The good news is Hawaiians have their own constitution on their side (see quote below), and the Hawaiian Department of Agriculture itself should be a great ally, if their own statements are indeed sincere:

Hawai‘i is located approximately 2,506 miles from the continental United States. Between 85-90% of Hawai‘i’s food is imported, which makes it particularly vulnerable to natural disasters and global events that might disrupt shipping and the food supply.

The Constitution of the State of Hawaii, Article XI, Section 3, says, “The State shall conserve and protect agricultural lands, promote diversified agriculture, increase agricultural self-sufficiency and assure the availability of agriculturally suitable lands.

Increasing food self-sufficiency in Hawai‘i will require sound public policies, the best available science, an efficient industry, and a public willing to support local agriculture. It requires protecting agricultural land and water, enhancing food safety, investing in agricultural research, and addressing rising costs for labor, energy, and transportation. — A Hawai`i Department of Agriculture White Paper, December 16 2008 (PDF)

Let’s give all the support we can to the efforts of the Permaculture Research Institute USA and Sust`ainable Molokai. Watch the PRI USA’s course listing for courses you may wish to attend.
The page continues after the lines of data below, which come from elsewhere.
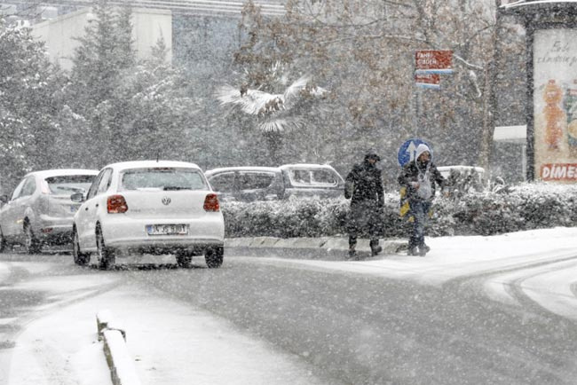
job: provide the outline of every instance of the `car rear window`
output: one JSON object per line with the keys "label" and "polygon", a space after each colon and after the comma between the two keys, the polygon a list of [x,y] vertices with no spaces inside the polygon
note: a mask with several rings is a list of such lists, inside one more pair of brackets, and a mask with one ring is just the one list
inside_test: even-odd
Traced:
{"label": "car rear window", "polygon": [[86,192],[91,187],[95,175],[62,175],[50,177],[44,180],[51,194],[70,195],[74,192]]}
{"label": "car rear window", "polygon": [[241,172],[239,174],[239,189],[258,190],[273,185],[274,174],[272,172]]}
{"label": "car rear window", "polygon": [[206,190],[195,169],[158,167],[130,169],[121,174],[121,190]]}
{"label": "car rear window", "polygon": [[217,192],[232,192],[234,190],[234,173],[226,172],[210,177],[210,185]]}
{"label": "car rear window", "polygon": [[291,169],[288,172],[295,186],[335,186],[338,184],[336,176],[328,169]]}

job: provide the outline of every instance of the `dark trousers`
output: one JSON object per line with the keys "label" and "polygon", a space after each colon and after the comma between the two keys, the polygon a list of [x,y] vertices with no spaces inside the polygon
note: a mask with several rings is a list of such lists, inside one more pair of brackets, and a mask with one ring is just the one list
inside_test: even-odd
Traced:
{"label": "dark trousers", "polygon": [[431,202],[425,200],[411,200],[411,215],[413,216],[413,232],[408,240],[409,248],[419,248],[424,245],[425,226],[431,210]]}
{"label": "dark trousers", "polygon": [[379,237],[383,234],[383,216],[377,200],[352,202],[347,220],[349,248],[355,248],[358,237],[368,237],[371,248],[378,246]]}

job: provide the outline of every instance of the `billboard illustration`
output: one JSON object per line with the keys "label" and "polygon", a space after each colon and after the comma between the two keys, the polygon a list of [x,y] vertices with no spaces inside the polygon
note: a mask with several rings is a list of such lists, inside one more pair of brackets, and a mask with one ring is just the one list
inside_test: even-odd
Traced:
{"label": "billboard illustration", "polygon": [[577,29],[536,30],[535,179],[577,182]]}

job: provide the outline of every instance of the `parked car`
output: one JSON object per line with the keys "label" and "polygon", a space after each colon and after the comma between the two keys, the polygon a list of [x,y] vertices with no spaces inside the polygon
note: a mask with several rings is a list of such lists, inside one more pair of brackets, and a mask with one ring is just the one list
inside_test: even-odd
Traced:
{"label": "parked car", "polygon": [[252,201],[290,196],[343,196],[344,181],[328,165],[285,164],[281,167],[227,167],[206,172],[223,200]]}
{"label": "parked car", "polygon": [[28,253],[43,245],[70,243],[72,217],[80,206],[72,192],[88,190],[98,170],[49,169],[27,174],[12,196],[0,198],[0,249],[24,245]]}
{"label": "parked car", "polygon": [[210,268],[223,263],[225,221],[217,194],[193,163],[141,161],[106,166],[74,217],[75,263],[96,253],[108,268],[123,252],[175,254],[179,266],[204,255]]}

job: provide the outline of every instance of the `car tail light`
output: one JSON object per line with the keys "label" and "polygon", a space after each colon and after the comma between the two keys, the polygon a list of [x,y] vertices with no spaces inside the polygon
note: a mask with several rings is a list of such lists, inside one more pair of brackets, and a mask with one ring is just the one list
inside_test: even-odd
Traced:
{"label": "car tail light", "polygon": [[50,194],[50,187],[48,186],[48,182],[45,180],[43,180],[40,183],[40,192],[42,192],[44,195]]}
{"label": "car tail light", "polygon": [[204,198],[204,211],[218,211],[220,210],[220,204],[218,204],[218,197],[217,194],[208,194]]}
{"label": "car tail light", "polygon": [[128,205],[122,195],[110,195],[107,200],[108,214],[121,214],[128,211]]}

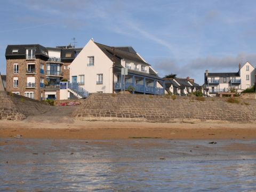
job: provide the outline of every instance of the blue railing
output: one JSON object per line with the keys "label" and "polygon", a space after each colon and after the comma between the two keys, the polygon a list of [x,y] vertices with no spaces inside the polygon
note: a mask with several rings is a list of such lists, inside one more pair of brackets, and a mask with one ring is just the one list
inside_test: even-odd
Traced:
{"label": "blue railing", "polygon": [[[133,84],[130,82],[125,82],[125,89],[127,90],[129,86],[132,86],[135,89],[135,91],[142,92],[144,91],[146,93],[155,94],[158,95],[164,94],[164,90],[163,88],[154,87],[153,86],[144,86],[142,84]],[[121,90],[121,84],[119,82],[114,83],[115,90]]]}
{"label": "blue railing", "polygon": [[71,90],[82,98],[87,98],[89,96],[89,92],[78,85],[77,83],[68,83],[68,88]]}

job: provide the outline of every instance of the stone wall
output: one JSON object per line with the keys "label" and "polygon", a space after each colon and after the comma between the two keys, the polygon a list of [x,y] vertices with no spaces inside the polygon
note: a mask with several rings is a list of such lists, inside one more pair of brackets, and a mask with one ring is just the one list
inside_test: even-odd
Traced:
{"label": "stone wall", "polygon": [[218,121],[256,122],[256,101],[239,99],[178,97],[138,94],[96,94],[90,95],[73,113],[81,120],[156,122]]}
{"label": "stone wall", "polygon": [[22,120],[50,108],[45,103],[5,91],[0,91],[0,119]]}

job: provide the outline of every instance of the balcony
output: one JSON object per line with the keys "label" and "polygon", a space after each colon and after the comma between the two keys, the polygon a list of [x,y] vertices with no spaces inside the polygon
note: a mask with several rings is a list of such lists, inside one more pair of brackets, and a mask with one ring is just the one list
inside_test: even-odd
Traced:
{"label": "balcony", "polygon": [[[154,87],[153,86],[144,86],[142,84],[133,84],[132,83],[125,82],[125,90],[127,90],[129,86],[132,86],[135,89],[135,91],[141,93],[155,94],[162,95],[164,93],[163,88]],[[119,82],[116,82],[114,83],[115,90],[121,90],[121,85]]]}
{"label": "balcony", "polygon": [[35,74],[36,68],[31,68],[30,69],[26,69],[26,74]]}
{"label": "balcony", "polygon": [[220,81],[219,80],[211,80],[211,79],[208,80],[208,84],[218,84],[219,83],[220,83]]}
{"label": "balcony", "polygon": [[63,77],[63,73],[62,73],[61,71],[47,70],[46,71],[46,75],[51,76]]}
{"label": "balcony", "polygon": [[49,57],[47,61],[61,62],[60,58],[57,58],[55,57]]}
{"label": "balcony", "polygon": [[35,89],[36,88],[36,84],[35,83],[29,82],[26,84],[26,88]]}
{"label": "balcony", "polygon": [[241,84],[241,79],[231,79],[230,80],[231,84]]}

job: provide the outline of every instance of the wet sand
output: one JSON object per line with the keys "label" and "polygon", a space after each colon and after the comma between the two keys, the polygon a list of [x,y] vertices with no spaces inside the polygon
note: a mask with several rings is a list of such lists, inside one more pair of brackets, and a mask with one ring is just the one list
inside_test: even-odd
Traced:
{"label": "wet sand", "polygon": [[[256,139],[256,124],[157,123],[80,121],[71,123],[0,121],[0,137],[113,140],[167,139],[217,140]],[[1,143],[3,145],[3,143]]]}

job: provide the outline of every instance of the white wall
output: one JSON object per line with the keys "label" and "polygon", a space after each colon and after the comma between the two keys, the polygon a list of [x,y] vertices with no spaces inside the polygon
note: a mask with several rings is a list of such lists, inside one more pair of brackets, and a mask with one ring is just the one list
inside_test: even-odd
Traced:
{"label": "white wall", "polygon": [[[246,66],[249,66],[249,70],[246,70]],[[249,80],[246,80],[246,75],[249,75]],[[246,62],[240,70],[241,77],[241,89],[246,89],[246,85],[250,87],[254,85],[255,83],[255,68],[249,62]]]}
{"label": "white wall", "polygon": [[[94,66],[87,66],[88,57],[94,57]],[[84,75],[84,85],[81,85],[90,93],[102,91],[113,92],[113,62],[100,48],[90,40],[80,53],[70,65],[70,80],[72,76]],[[97,84],[97,74],[103,74],[103,84]]]}

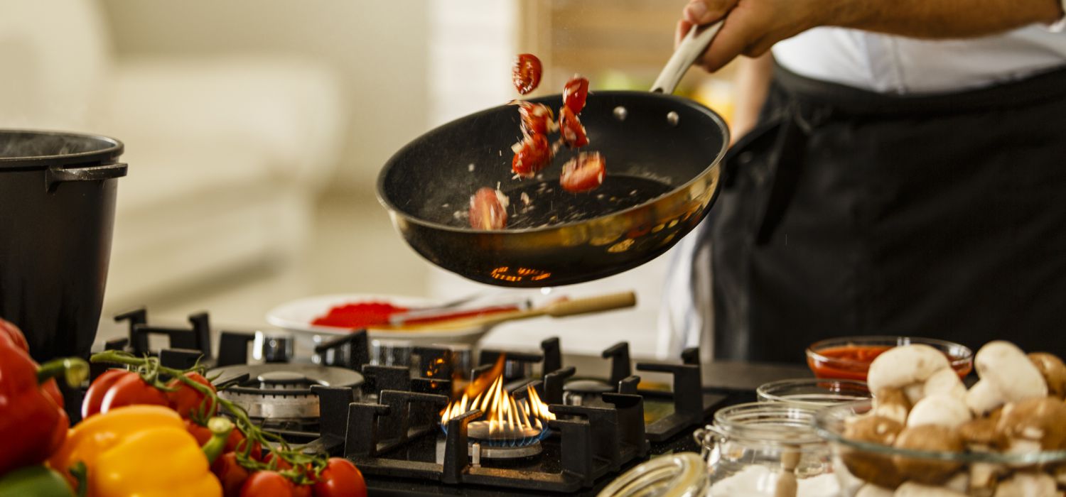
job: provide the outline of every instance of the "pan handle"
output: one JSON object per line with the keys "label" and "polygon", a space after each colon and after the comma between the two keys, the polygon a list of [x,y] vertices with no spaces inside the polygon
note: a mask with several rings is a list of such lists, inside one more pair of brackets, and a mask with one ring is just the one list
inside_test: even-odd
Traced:
{"label": "pan handle", "polygon": [[49,192],[55,185],[66,181],[103,181],[126,176],[127,166],[124,163],[103,164],[86,167],[49,167],[45,169],[45,187]]}
{"label": "pan handle", "polygon": [[718,30],[722,29],[724,22],[725,20],[720,20],[713,24],[695,26],[689,30],[689,34],[684,35],[684,39],[681,40],[681,44],[677,46],[677,50],[674,50],[674,54],[671,55],[669,61],[666,62],[666,67],[663,67],[662,72],[659,73],[659,78],[651,85],[651,92],[673,94],[674,88],[677,88],[677,84],[681,82],[681,77],[689,71],[692,63],[696,62],[699,55],[704,53],[704,50],[707,50],[707,47],[711,45],[711,40],[714,39],[714,35],[718,34]]}

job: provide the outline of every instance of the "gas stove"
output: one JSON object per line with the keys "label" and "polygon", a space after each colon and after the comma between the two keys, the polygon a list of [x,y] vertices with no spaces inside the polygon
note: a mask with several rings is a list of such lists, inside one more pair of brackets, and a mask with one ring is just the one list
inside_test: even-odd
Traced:
{"label": "gas stove", "polygon": [[[395,353],[388,361],[372,353],[365,331],[297,359],[275,353],[292,339],[275,333],[222,331],[212,353],[207,314],[190,316],[189,328],[149,326],[144,310],[116,320],[129,334],[106,348],[158,353],[176,368],[199,362],[264,426],[353,461],[372,495],[595,495],[652,454],[697,450],[695,428],[718,407],[752,397],[705,387],[694,348],[673,363],[636,362],[635,370],[626,343],[574,360],[559,338],[535,352],[475,358],[463,347],[410,347],[406,364],[397,364]],[[149,350],[150,335],[168,346]],[[253,345],[258,363],[249,362]],[[642,372],[657,381],[642,381]]]}

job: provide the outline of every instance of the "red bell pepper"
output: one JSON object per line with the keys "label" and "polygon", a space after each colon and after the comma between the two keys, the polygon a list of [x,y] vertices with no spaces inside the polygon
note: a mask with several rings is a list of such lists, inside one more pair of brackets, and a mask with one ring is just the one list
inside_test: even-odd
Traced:
{"label": "red bell pepper", "polygon": [[[56,359],[37,367],[23,348],[21,332],[6,321],[0,325],[0,475],[39,464],[63,444],[70,420],[54,377],[80,385],[88,364],[80,359]],[[22,337],[21,341],[18,338]]]}

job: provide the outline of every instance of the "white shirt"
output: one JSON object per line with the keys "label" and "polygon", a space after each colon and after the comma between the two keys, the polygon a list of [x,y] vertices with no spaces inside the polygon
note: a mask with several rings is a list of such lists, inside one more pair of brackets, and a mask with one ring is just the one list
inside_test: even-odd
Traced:
{"label": "white shirt", "polygon": [[773,51],[785,68],[807,78],[878,93],[942,93],[1066,65],[1061,31],[1061,26],[1032,24],[981,38],[928,40],[815,28],[778,42]]}

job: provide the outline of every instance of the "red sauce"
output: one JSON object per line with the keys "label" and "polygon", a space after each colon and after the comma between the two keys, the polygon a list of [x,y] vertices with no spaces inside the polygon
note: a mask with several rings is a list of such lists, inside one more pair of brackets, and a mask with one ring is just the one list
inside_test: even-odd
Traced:
{"label": "red sauce", "polygon": [[[815,378],[833,378],[841,380],[866,381],[867,371],[873,360],[892,347],[885,345],[845,345],[815,350],[807,355],[807,365],[814,371]],[[953,361],[954,358],[948,358]],[[959,378],[970,374],[973,366],[969,363],[952,364]]]}
{"label": "red sauce", "polygon": [[407,312],[407,308],[387,302],[345,303],[334,307],[325,316],[311,321],[311,325],[353,329],[381,327],[389,324],[389,316],[402,312]]}

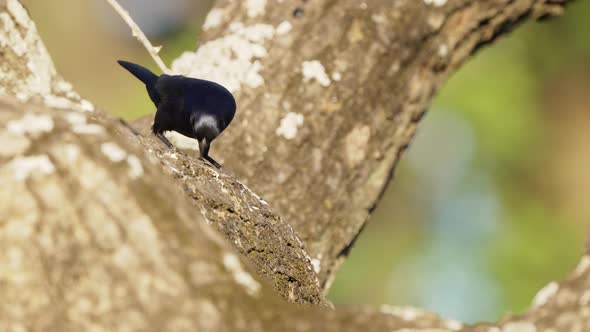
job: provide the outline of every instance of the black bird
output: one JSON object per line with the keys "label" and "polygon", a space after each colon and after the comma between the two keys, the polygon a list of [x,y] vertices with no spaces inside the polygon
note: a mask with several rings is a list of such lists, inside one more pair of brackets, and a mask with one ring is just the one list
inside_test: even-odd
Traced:
{"label": "black bird", "polygon": [[221,165],[209,157],[211,142],[229,125],[236,113],[236,101],[223,86],[182,75],[160,76],[140,65],[118,61],[142,81],[157,111],[152,132],[170,149],[174,145],[164,136],[176,131],[199,141],[201,157],[215,167]]}

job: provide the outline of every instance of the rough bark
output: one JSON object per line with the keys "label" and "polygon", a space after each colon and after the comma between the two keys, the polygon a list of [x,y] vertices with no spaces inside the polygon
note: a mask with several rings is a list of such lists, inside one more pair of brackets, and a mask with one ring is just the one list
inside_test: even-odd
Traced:
{"label": "rough bark", "polygon": [[[233,174],[167,153],[101,112],[80,112],[91,105],[55,73],[21,4],[0,0],[0,20],[0,94],[20,100],[0,98],[0,330],[590,327],[589,256],[540,291],[526,314],[497,324],[466,326],[413,308],[330,310],[303,246],[267,203]],[[423,84],[434,89],[438,74],[429,75],[435,82]]]}
{"label": "rough bark", "polygon": [[264,3],[219,1],[204,43],[172,69],[236,94],[212,153],[293,226],[327,291],[441,83],[566,1]]}

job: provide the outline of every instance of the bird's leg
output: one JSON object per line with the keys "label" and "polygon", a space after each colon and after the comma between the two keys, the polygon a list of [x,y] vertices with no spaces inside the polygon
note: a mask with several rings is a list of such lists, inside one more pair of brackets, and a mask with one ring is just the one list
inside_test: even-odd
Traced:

7 Responses to “Permaculture Taking Off in Hawaii”

  1. JBob

    Very good video. I have one question about how the vegetation on the swales is managed. With all the trees planted (I didn’t see any tree guards or fencing) grazing isn’t an option. Is it just ‘chop and drop’ around each tree you planted for a few years? Any mechanical mowing? It looks like the growth was fast and furious; just wondering about which techniques will be used to manage it in the desired direction/species mix.

  2. Edith Wiethorn

    Thank you for envisioning & creating this graceful & informative video for the world. The narrative captures our thoughtful minds & hearts like the Gabons capture the siltful water. I will send on the link to my dear E on Kauai – to incubate an invitation from the growing energy there? Seeing the Gabons going in is poignant. I had Gabons put into a south-facing hillslope after the Ro wildfire burned over our 120 high desert acres. The hilltops were reseeded from BLM? helicopters & we had the rest range-drilled just as it was beginninng to snow, December 23,1992. We got good snow cover & the grass is still going strong. E’s mother selected the seed mix ~ 6 varieties including dryland alfalfa for nitrogen-fixing support. We hoped it wouldn’t look like a [beautiful] alfalfa field – & were glad the alfalfa was unintrusive but functions well. The savanna habitat attracts diverse wildlife, including groups of antelope & cougars that follow later & sniff the fragrant blades that have brushed antelope bellies. Now that I’ve seen your excellent video – I will revisit those Gabons in the spring – maybe with the young man who put them in – working by hand & then heaving huge stones from his flatbed truck. He has the perfect wife by now – she’ll be impressed! :-)

  3. Bernie Edwards

    Well of course there are no surprises here, although I do feel for the ancient peoples of Hawaii, who I suspect were managing just nicely by themselves in their own time honoured way before this unspeakable threat to their wellbeing was introduced.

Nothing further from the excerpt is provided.